# Sterilite Trickle Filter



## baseballer19 (Feb 5, 2009)

I am currently in the process of making a 29g wet/dry filter for my 75g tank. I was walking through Target today and found some nice looking drawers I think I can use for the media trays. I was planning on just using a Home Depot bucket and make a sort of bio tower, but these drawers fit perfectly in the tank and would seem to be an ease of use. It would also allow me to use the first drawer for mechanical filtration.

Does anyone for see any problems I may have with this product, or have any tips on ways I can make it better?

http://www.sterilite.com/ProductDetail. ... on=Storage

Thanks,
Ryan


----------



## matthew1884 (Jul 24, 2009)

I actually just made one of these for my 29 gal last month.

I drilled holes in all three drawers, and drilled a larger hole on top and put a type of bulkhead on the top and threw in a little pump.

it is working so far.


----------



## baseballer19 (Feb 5, 2009)

Great!

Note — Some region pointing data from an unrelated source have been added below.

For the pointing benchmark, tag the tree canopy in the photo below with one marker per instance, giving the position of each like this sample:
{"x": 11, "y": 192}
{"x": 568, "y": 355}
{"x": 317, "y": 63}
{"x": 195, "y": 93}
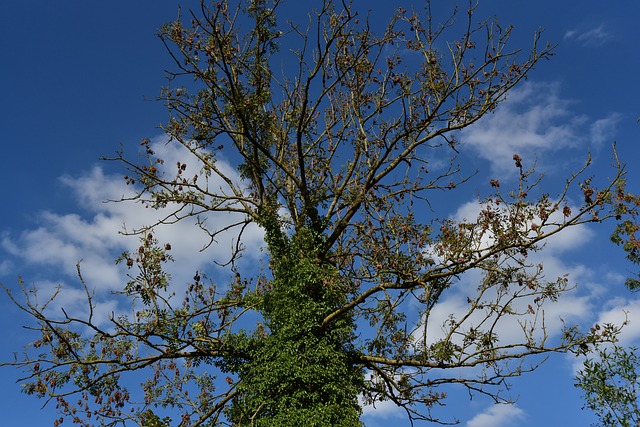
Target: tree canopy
{"x": 338, "y": 129}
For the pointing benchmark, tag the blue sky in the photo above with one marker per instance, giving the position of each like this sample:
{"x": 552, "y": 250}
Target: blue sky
{"x": 79, "y": 80}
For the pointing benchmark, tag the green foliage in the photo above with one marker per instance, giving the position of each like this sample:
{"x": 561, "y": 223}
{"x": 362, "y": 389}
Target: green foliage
{"x": 337, "y": 158}
{"x": 610, "y": 382}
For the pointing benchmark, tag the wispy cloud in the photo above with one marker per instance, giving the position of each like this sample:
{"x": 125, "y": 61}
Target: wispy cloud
{"x": 60, "y": 240}
{"x": 500, "y": 415}
{"x": 534, "y": 120}
{"x": 589, "y": 37}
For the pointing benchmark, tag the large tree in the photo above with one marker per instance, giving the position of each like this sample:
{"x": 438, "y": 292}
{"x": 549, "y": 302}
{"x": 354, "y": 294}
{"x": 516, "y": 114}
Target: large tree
{"x": 337, "y": 127}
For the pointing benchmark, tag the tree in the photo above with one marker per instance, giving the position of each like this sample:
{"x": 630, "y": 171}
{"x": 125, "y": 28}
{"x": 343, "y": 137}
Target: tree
{"x": 609, "y": 381}
{"x": 333, "y": 127}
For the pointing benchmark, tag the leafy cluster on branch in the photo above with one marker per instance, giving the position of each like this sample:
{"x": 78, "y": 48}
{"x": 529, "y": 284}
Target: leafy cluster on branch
{"x": 337, "y": 132}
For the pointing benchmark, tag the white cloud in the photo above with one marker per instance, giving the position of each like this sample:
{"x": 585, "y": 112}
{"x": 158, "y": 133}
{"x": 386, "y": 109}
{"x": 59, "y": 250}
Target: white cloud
{"x": 382, "y": 410}
{"x": 534, "y": 119}
{"x": 590, "y": 37}
{"x": 61, "y": 240}
{"x": 499, "y": 415}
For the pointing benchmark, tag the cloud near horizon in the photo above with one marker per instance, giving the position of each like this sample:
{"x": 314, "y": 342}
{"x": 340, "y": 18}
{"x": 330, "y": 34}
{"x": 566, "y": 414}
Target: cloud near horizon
{"x": 498, "y": 415}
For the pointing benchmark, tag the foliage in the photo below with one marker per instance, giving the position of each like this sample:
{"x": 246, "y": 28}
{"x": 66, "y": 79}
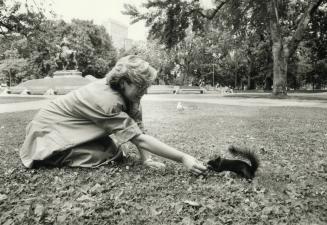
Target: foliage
{"x": 158, "y": 57}
{"x": 12, "y": 68}
{"x": 252, "y": 23}
{"x": 95, "y": 52}
{"x": 18, "y": 19}
{"x": 290, "y": 187}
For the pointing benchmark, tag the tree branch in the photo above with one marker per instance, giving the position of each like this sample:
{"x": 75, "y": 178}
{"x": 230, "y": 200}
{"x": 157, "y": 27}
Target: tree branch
{"x": 301, "y": 27}
{"x": 213, "y": 14}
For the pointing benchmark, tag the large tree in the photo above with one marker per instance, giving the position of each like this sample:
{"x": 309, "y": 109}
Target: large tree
{"x": 285, "y": 21}
{"x": 16, "y": 18}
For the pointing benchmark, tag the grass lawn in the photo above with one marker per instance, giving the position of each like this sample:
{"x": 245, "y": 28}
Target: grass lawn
{"x": 13, "y": 99}
{"x": 290, "y": 187}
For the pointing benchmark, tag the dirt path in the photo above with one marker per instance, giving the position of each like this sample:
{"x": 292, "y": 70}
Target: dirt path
{"x": 209, "y": 99}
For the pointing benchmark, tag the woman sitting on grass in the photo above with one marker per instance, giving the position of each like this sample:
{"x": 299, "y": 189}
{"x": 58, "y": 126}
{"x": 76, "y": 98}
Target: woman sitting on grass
{"x": 87, "y": 127}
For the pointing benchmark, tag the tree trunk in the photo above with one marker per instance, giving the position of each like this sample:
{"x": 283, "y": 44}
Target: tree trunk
{"x": 279, "y": 60}
{"x": 279, "y": 70}
{"x": 283, "y": 51}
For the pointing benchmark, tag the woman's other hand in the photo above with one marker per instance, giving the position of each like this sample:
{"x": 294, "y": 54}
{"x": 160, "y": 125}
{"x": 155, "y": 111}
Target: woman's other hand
{"x": 193, "y": 165}
{"x": 154, "y": 164}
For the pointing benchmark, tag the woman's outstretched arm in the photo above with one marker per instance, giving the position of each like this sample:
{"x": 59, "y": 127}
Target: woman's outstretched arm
{"x": 153, "y": 145}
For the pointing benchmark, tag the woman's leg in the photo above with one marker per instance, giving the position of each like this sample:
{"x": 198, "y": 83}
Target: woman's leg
{"x": 90, "y": 154}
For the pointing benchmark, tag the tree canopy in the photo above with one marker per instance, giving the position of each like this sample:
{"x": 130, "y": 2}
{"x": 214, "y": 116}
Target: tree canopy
{"x": 282, "y": 24}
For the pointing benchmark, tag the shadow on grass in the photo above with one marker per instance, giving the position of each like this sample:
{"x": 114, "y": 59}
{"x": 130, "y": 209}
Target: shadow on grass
{"x": 290, "y": 188}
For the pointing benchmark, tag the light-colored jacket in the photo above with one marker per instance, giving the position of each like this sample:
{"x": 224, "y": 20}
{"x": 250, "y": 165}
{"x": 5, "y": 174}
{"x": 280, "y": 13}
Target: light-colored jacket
{"x": 81, "y": 116}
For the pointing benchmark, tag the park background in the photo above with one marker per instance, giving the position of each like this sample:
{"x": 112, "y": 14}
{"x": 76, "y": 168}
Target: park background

That is exactly what I plan do do. Drill some holes, have some foam and filter floss in the top drawer and then in the two lower drawers I'll put either some bio balls or ceramic rings and some pot scrubbies.

Glad to hear that someone else is having success with it so far.

Other comments are welcome!


----------



## matthew1884 (Jul 24, 2009)

I left the top drawer empty and used it as a drip tray and then quilt batting and then bio balls.


----------



## baseballer19 (Feb 5, 2009)

what size holes did you drill? I'm wondering to go bigger holes with less or more little holes.


----------



## matthew1884 (Jul 24, 2009)

on the first drawer, the drip tray I did little ones, and then 3/4in or 1/2in ones on the bottom 2 drawers.


----------



## beachtan (Sep 25, 2008)

This sounds like what I want to do - any pics??


----------



## inurocker (May 9, 2011)

Take a look here http://www.youtube.com/watch?v=D0q5wq08 ... re=related


----------



## chagoi (Dec 29, 2010)

I use those draws they work great. Don't forget a overflow.


----------



## dasani (Jun 15, 2009)

I had to cut the half of the first drawer to make it fit under my stand:









top drawer will have sponges/prefilter
second drawer will have bio balls
third will have pond matrix waiting for delivery


----------



## beachtan (Sep 25, 2008)

Dasani: great pics!!! Thank you!!! Did you drill same size and quantity holes in each drawer? What size tank is your for? Our drawer unit is considerably smaller... wondering if mine is big enough...


----------



## dasani (Jun 15, 2009)

thanks! tbh I didn't really measure it exact just eyeballed it. I'm guessing the holes about 2cm apart. I used a 13/64 bit (only one I had at the time) for the holes. I have a 150g tank. If your water parameters are great, I wouldn't worry about the smaller unit.


----------